The Insider: Who’s Who? Musical Chairs

This week The Insider gathers up the latest ‘revolving door’ action at The Ticket Factory, Wasps, Really Useful and more.

All change over the summer in the ticketing scene. After five years Stuart Cain has departed The Ticket Factory. Cain oversaw significant development work on the Birmingham-based agency’s AudienceView white-label solution – winning awards along the way – but The Insider understands that The Ticket Factory owners Lloyds Development Capital (which purchased the parent NEC Group off cash-strapped Birmingham Council back in 2015) wants bigger returns. Cain has now joined Midlands-based Wasps RFC and its Ricoh Arena as Commercial Director.
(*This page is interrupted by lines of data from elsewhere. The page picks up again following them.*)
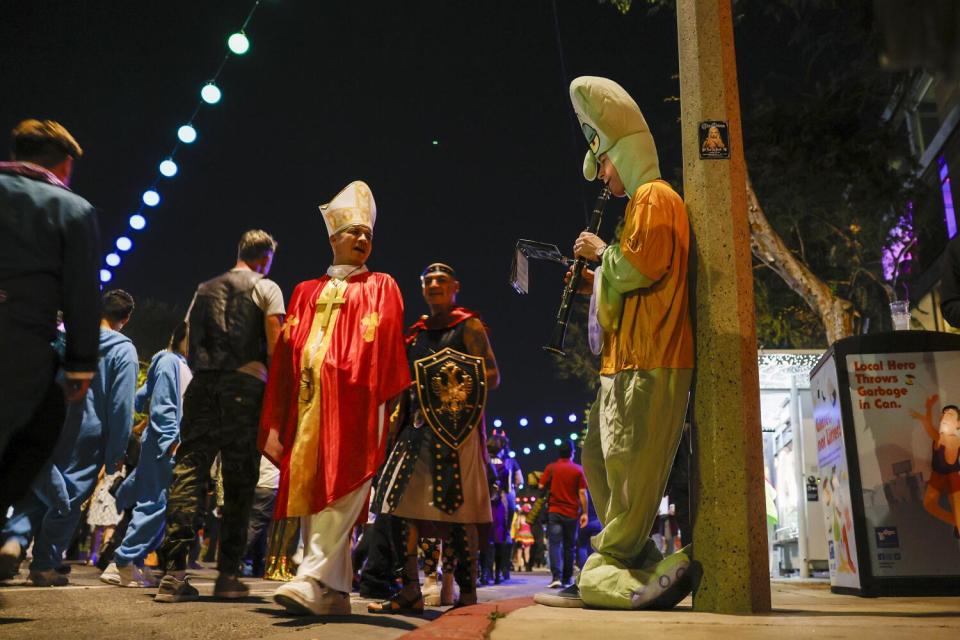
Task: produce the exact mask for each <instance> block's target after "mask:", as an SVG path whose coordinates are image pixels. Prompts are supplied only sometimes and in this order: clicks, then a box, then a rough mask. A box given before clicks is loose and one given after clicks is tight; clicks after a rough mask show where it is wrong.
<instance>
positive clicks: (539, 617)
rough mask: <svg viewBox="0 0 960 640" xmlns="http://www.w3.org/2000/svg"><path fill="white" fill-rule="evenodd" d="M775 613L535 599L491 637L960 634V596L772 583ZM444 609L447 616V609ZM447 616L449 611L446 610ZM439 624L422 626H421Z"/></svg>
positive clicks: (759, 635)
mask: <svg viewBox="0 0 960 640" xmlns="http://www.w3.org/2000/svg"><path fill="white" fill-rule="evenodd" d="M771 594H772V597H773V612H772V613H769V614H765V615H721V614H713V613H700V612H695V611H693V609H692V601H691V600H690V599H689V598H687V599H686V600H684V601H683V602H682V603H681V604H680V605H679V606H678V607H677V608H676V609H674V610H673V611H650V612H647V611H600V610H590V609H556V608H551V607H545V606H542V605H537V604H533V603H532V601H530V606H526V607H522V608H518V609H515V610H513V611H511V612H510V613H509V614H508V615H507V616H506V617H504V618H499V619H497V620H496V621H495V624H494V626H493V630H492V632H491V633H490V636H489V637H490V638H491V640H515V639H516V638H523V639H524V640H539V639H543V640H557V639H558V638H582V639H584V640H595V639H596V640H601V639H602V640H618V639H619V638H657V639H658V640H659V639H662V638H666V637H672V638H684V640H687V639H690V640H697V639H700V638H704V639H708V640H720V639H723V638H737V639H738V640H740V639H743V640H752V639H754V638H776V639H777V640H787V639H789V638H813V637H815V638H856V639H858V640H859V639H863V640H866V639H867V638H870V639H871V640H873V639H874V638H910V639H913V640H919V639H922V640H930V639H932V638H950V639H951V640H958V638H960V597H946V598H945V597H939V598H934V597H911V598H859V597H856V596H842V595H836V594H833V593H830V588H829V586H828V585H826V584H824V583H822V582H812V581H809V582H799V581H790V580H778V581H776V582H774V583H773V584H771ZM448 615H449V614H448ZM444 617H446V616H444ZM435 624H437V622H434V623H431V624H429V625H427V626H426V627H424V628H423V629H421V631H426V630H427V629H429V628H430V627H432V626H433V625H435Z"/></svg>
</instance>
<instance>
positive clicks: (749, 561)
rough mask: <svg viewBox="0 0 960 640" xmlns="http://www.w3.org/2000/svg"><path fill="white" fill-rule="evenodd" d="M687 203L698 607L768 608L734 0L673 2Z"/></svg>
mask: <svg viewBox="0 0 960 640" xmlns="http://www.w3.org/2000/svg"><path fill="white" fill-rule="evenodd" d="M677 34H678V43H679V49H680V116H681V122H682V128H683V135H682V139H683V185H684V199H685V201H686V204H687V210H688V212H689V215H690V224H691V227H692V230H693V234H694V237H695V246H696V262H697V288H696V300H695V303H696V306H695V311H694V313H695V314H696V339H697V370H696V378H695V380H696V382H695V385H696V386H695V390H696V391H695V394H696V395H695V401H694V431H693V433H694V437H695V450H696V453H695V472H694V480H693V486H692V491H693V495H694V505H695V517H696V520H695V525H694V531H693V536H694V541H695V542H694V560H696V561H697V562H698V563H700V565H701V567H702V570H703V574H702V577H701V578H700V581H699V585H698V588H697V591H696V593H695V595H694V601H693V606H694V609H696V610H698V611H713V612H722V613H759V612H766V611H769V610H770V576H769V570H768V555H767V530H766V501H765V498H764V484H763V447H762V440H761V431H760V387H759V373H758V370H757V338H756V321H755V315H754V302H753V269H752V266H753V265H752V261H751V256H750V228H749V225H748V222H747V192H746V166H745V161H744V157H743V137H742V131H741V127H740V96H739V91H738V89H737V64H736V54H735V51H734V42H733V21H732V15H731V3H730V0H678V1H677Z"/></svg>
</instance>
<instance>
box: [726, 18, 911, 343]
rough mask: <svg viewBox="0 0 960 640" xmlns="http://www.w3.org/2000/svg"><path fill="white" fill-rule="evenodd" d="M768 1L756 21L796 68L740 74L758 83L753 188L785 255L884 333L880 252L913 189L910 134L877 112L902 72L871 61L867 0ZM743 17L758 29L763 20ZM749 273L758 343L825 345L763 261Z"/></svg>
mask: <svg viewBox="0 0 960 640" xmlns="http://www.w3.org/2000/svg"><path fill="white" fill-rule="evenodd" d="M744 4H746V3H744ZM776 6H777V9H778V10H777V11H772V10H771V9H770V5H769V4H768V5H766V11H764V12H763V14H764V17H765V18H766V19H768V20H778V21H785V22H786V23H787V26H788V27H789V28H790V29H791V30H792V34H791V36H790V40H789V41H788V43H787V46H788V47H796V48H797V49H798V51H799V62H800V65H799V68H798V69H792V70H790V69H785V70H784V71H783V72H780V73H774V74H771V76H770V77H768V78H764V79H763V81H762V82H758V81H757V79H754V81H753V82H750V81H749V80H746V79H744V80H743V84H746V85H753V86H755V87H757V88H756V89H755V90H754V91H753V92H751V93H750V94H749V95H745V96H743V98H744V99H743V100H742V104H743V130H744V147H745V152H746V157H747V164H748V167H749V172H750V176H751V178H752V181H753V187H754V189H755V191H756V195H757V198H758V199H759V201H760V202H762V203H763V209H764V211H765V213H766V215H767V218H768V220H769V222H770V224H771V226H772V227H773V230H774V231H776V232H777V233H778V234H779V236H780V238H781V239H782V240H783V242H784V243H785V244H786V246H787V247H788V248H789V250H790V251H791V252H792V253H793V255H794V257H795V258H797V259H798V260H799V261H800V262H802V263H803V264H804V265H806V266H807V267H808V268H809V270H810V271H811V272H813V273H814V274H816V276H817V277H818V278H820V279H821V280H822V281H823V282H825V283H826V284H827V285H828V286H829V288H830V290H831V291H832V292H833V293H834V294H835V295H836V296H837V297H839V298H841V299H844V300H847V301H849V302H850V303H851V304H852V308H853V311H854V312H855V313H856V314H857V316H858V317H859V318H860V319H861V320H865V319H869V320H870V325H869V326H870V328H871V330H880V329H885V328H888V327H889V313H888V309H887V302H888V301H889V296H890V294H891V289H890V288H889V285H888V284H887V283H885V282H884V281H883V277H882V264H881V258H882V253H883V249H884V246H885V244H886V242H887V238H888V234H889V232H890V230H891V228H893V227H894V226H895V225H896V224H897V222H898V220H899V219H900V217H901V216H902V215H903V214H904V213H905V212H906V211H907V209H908V203H909V202H910V201H911V200H913V199H915V198H917V197H920V195H921V194H920V193H919V187H918V185H917V184H915V181H914V175H915V167H914V164H913V161H912V159H911V155H910V150H909V148H908V143H907V140H906V139H905V138H904V137H903V136H900V135H898V134H897V131H896V130H895V129H894V126H893V125H892V124H891V122H890V121H889V120H885V119H884V118H883V117H882V116H883V113H884V109H885V108H886V106H887V105H888V104H889V102H890V101H891V98H892V96H893V94H894V91H895V89H896V85H897V83H898V82H899V81H900V80H901V79H902V78H901V76H898V75H894V74H890V73H888V72H884V71H882V70H881V69H880V67H879V64H878V62H877V59H878V56H877V51H878V49H877V43H876V38H875V37H874V36H873V34H872V31H871V24H872V22H871V4H870V3H868V2H865V1H858V2H844V3H843V7H842V10H840V9H841V8H840V7H839V6H838V4H837V3H836V2H812V1H804V2H780V3H776ZM748 10H749V9H748ZM749 22H750V23H751V24H750V27H752V28H757V26H758V25H757V23H758V22H760V20H750V21H749ZM758 263H759V261H758ZM759 264H762V263H759ZM756 276H757V277H756V290H757V310H758V323H757V324H758V326H757V329H758V339H759V340H760V343H761V344H762V345H764V346H786V347H810V346H822V345H823V344H825V341H824V339H823V331H822V326H821V327H818V326H817V325H818V324H820V318H819V317H818V316H817V315H816V314H812V313H797V314H791V315H789V317H788V316H787V314H786V312H785V310H787V309H791V308H797V307H798V306H799V305H800V304H802V302H801V301H800V300H799V299H798V296H797V295H796V293H795V292H794V291H792V290H791V289H790V288H789V287H788V286H786V284H785V283H784V282H783V281H782V280H781V279H780V278H779V277H778V276H777V274H775V273H773V272H771V271H770V270H768V269H764V268H762V267H761V268H759V269H757V270H756ZM762 314H765V315H762Z"/></svg>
Earlier this summer Lisa Brown also departed The Ticketing Factory to join Manchester-based Ticket Arena as Client Services Director.

Peter Monks, who had eight years at The Ticket Factory until 2013, is downing his gin bottles and returning to the fold to provide ‘interim stability’ before Richard Howle joins as the new MD after working out his notice at Really Useful Theatres group.In his role as Commercial Director, Howle was overseeing Really Useful Theatre’s transition to the group long-awaited TopTix platform – currently nearing completion across RUT’s properties. Sources confirm that the rollout of TopTix at Really Useful will be completed in October 2017 prior to Howle’s departure. The Insider understands that Mark Guymer, fresh from much-debated demise of Sky Tickets, is taking Howle’s former desk – reporting into Rebecca Kane-Burton, who is one year into her role as CEO of Really Useful Group – and will be charged with rebuilding RUG’s ticketing team.

Still no permanent MD for Eventim UK. The German bosses seem happy with interim cover Dale Ballentine who was stepped up from Strategy Director after the departure of CEO Simon Presswell (the ex-TM UK boss who managed two months longer at Eventim than he did at TM). The group’s recent accounts show UK ticketing service revenues at €10.89m (up from €9.146m the previous year). The 19.2% growth is noted “above our group-wide average.” Sources at Eventim say they are not recruiting for the MD’s role currently and will see how things shape up in UK. Eventim is working out its final sales volumes under its SMG arenas contract (ts largest volume contract in UK) before TM picks up the full allocation so next year’s accounts are unlikely to be as healthy. But, sources say, “Eventim Germany has plans to maintain volume in the UK through various new client wins.”